Tórtolas en el jardín
No sé por qué me resisto a lo inevitable. Es una práctica desgastante y completamente absurda y, sin embargo, aquí estoy, viendo con resignación desde el jardín, como va creciendo el muro gris del predio de atrás de mi casa.
Llevamos viviendo unos quince años en este lugar. Nos cambiamos después de mucho batallar por el dinero, con un bebé de menos de dos años y como se hacen las cosas en este país: a puro valor mexicano y con pocas certezas. No queríamos otra cosa mas que un espacio completamente pensado por nosotros, a nuestro gusto y donde hubiese luz natural, mucha luz. Llevamos entonces tres lustros con una casa que no acaba de construirse porque sus dueños son un par de sangrones que no incluyen nada hasta que no es completamente a su gusto y porque, bueno, no son ricos como para comprar lo que les gusta así, de guamazo.

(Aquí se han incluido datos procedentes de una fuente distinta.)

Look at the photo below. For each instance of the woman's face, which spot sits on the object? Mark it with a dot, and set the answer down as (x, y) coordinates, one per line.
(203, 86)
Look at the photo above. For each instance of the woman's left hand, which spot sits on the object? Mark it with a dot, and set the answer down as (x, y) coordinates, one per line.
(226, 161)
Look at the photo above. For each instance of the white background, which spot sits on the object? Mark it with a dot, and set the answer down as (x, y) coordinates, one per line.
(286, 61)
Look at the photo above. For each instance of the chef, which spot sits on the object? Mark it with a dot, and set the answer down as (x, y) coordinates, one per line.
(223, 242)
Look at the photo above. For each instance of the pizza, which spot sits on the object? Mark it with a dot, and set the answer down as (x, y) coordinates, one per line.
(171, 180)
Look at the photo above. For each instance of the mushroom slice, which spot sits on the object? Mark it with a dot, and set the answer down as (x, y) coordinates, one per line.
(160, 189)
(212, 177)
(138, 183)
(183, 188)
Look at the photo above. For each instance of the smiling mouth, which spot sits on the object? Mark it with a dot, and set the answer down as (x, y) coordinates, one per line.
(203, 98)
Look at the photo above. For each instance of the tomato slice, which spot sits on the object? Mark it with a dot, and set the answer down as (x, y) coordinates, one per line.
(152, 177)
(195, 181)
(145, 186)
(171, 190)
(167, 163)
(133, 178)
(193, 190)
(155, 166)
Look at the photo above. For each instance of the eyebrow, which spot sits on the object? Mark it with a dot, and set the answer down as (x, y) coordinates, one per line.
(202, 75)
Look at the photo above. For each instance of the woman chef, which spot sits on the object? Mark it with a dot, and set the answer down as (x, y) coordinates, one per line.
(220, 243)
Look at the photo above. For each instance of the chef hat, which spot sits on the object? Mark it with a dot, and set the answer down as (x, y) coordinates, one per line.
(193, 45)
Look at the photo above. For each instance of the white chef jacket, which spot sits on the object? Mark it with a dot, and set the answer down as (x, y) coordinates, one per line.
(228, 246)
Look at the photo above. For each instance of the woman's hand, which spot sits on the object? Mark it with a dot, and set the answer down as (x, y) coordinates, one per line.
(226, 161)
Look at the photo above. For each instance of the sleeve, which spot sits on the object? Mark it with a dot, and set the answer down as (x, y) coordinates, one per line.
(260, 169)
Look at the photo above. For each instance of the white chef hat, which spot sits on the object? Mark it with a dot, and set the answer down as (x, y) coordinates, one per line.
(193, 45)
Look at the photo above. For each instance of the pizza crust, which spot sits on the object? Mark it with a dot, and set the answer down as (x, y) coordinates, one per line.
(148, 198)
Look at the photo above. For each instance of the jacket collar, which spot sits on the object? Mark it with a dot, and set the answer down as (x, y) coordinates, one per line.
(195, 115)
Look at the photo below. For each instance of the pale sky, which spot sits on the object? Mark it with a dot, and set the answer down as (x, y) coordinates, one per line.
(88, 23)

Hace unos meses comenzamos a ver movimiento en el terreno de atrás y supimos que finalmente había llegado el momento de tener vecinos. Tenía que pasar. Estábamos listos. O eso creímos, porque nada nos preparó para aceptar que lo de atrás no sería una casa común y corriente, sino un edificio de siete pisos. Cada quien puede hacer lo que quiera con sus propiedades y en una zona habitacional, es natural que existan departamentos hacia el cielo. Lo que no puedo resignarme, es a saber que pronto no podré ver el cielo del norte, con ese azul San Luis que desde siempre me ha reconfortado. En su lugar, veré un enorme muro de blocs grises, sin gracia alguna. El espacio que ahora veo amplio necesariamente parecerá más pequeño. Afortunadamente, podré seguir viendo la salida del sol, a menos que el vecino de a lado decida derrumbar su casa para construir otro edificiote.
Con el tiempo he aprendido a aceptar que las cosas cambian. Sin embargo, la enorme pared de bloques grises que se está formando en la espalda de mi jardín, está poniendo a prueba todo aquello que creí superado. En esta resistencia inútil me han acompañado una parvada de tórtolas aliblancas que hacían de la pared posterior una cómoda estación de descanso. Ahí se paraban hasta diez tortolitas, esperando tomar aire para el siguiente vuelo. Se veían bonitas sobre la pared terracota y teniendo a sus pies la buganvilia blanca que por años hemos cuidado. Ahora, los pobres pájaros no saben ni dónde meterse, algo así como yo, que me resisto a voltear para otro lado porque ahí siempre estuvo el cielo. La parvada trata de acomodarse en el resquicio de orilla de pared que queda, pero ya no caben. Yo trato de buscar el cielo girando un poco más la cabeza y siento que tampoco quepo.
En esto días notamos a un par de tórtolas sentados en una de las sillas rojas del jardín. Estaban acomodaditas una pegada a la otra, con las plumas infladas y los ojos cerrados. Pasaba la hora de la comida, estaban en la siesta. Nos causó gracia que en ese momento, Marcos y yo, estábamos en la sala adormilados, siendo presas de ese científico malestar conocido como mal del puerco. Parecíamos pichones inflados y ellas humanos recién comidos. Luego, la pareja apareció unos días después, caminando tranquilamente en el jardín, como paseando. Picaban el suelo, daban vueltas, dejaban las alas descansar. Después se instalaron sobre la funda del asador, luego aletearon entre la buganvilia, explorando quizá, un nuevo departamento en ese edificio de troncos cafés y flores blancas. Hace rato estaban en una rama vecina y un tercer pichón se acercó. Voló directo sobre la hembra, la trató de pisar en la espalda. Su pareja aleteó con velocidad y decisión, se enfrentó al intruso, lo tumbó de la hembra, que aprovechó para dale dos o tres picotazos. El pichón entremetido se fue aporreado y las tórtolas se sentaron en las sillas rojas como para pasar el mal momento. Ahora, mientras tecleo, me acompañan atrás de la puerta de cristal, voltean hacia mí y sabemos que estamos en paz.
Me resisto a perder cielo, pero he ganado un par de inquilinos alados que inician una vida familiar en mi jardín. Ellos también se irán, así como ese pedazo azul, como mis hijos, como Marcos y yo nos iremos algún día. Me acostumbraré a la pared gris y quizá hasta mandemos pintar un mural. Sabré perder el cielo porque ahora, por unos instantes, habrá tórtolas en el jardín.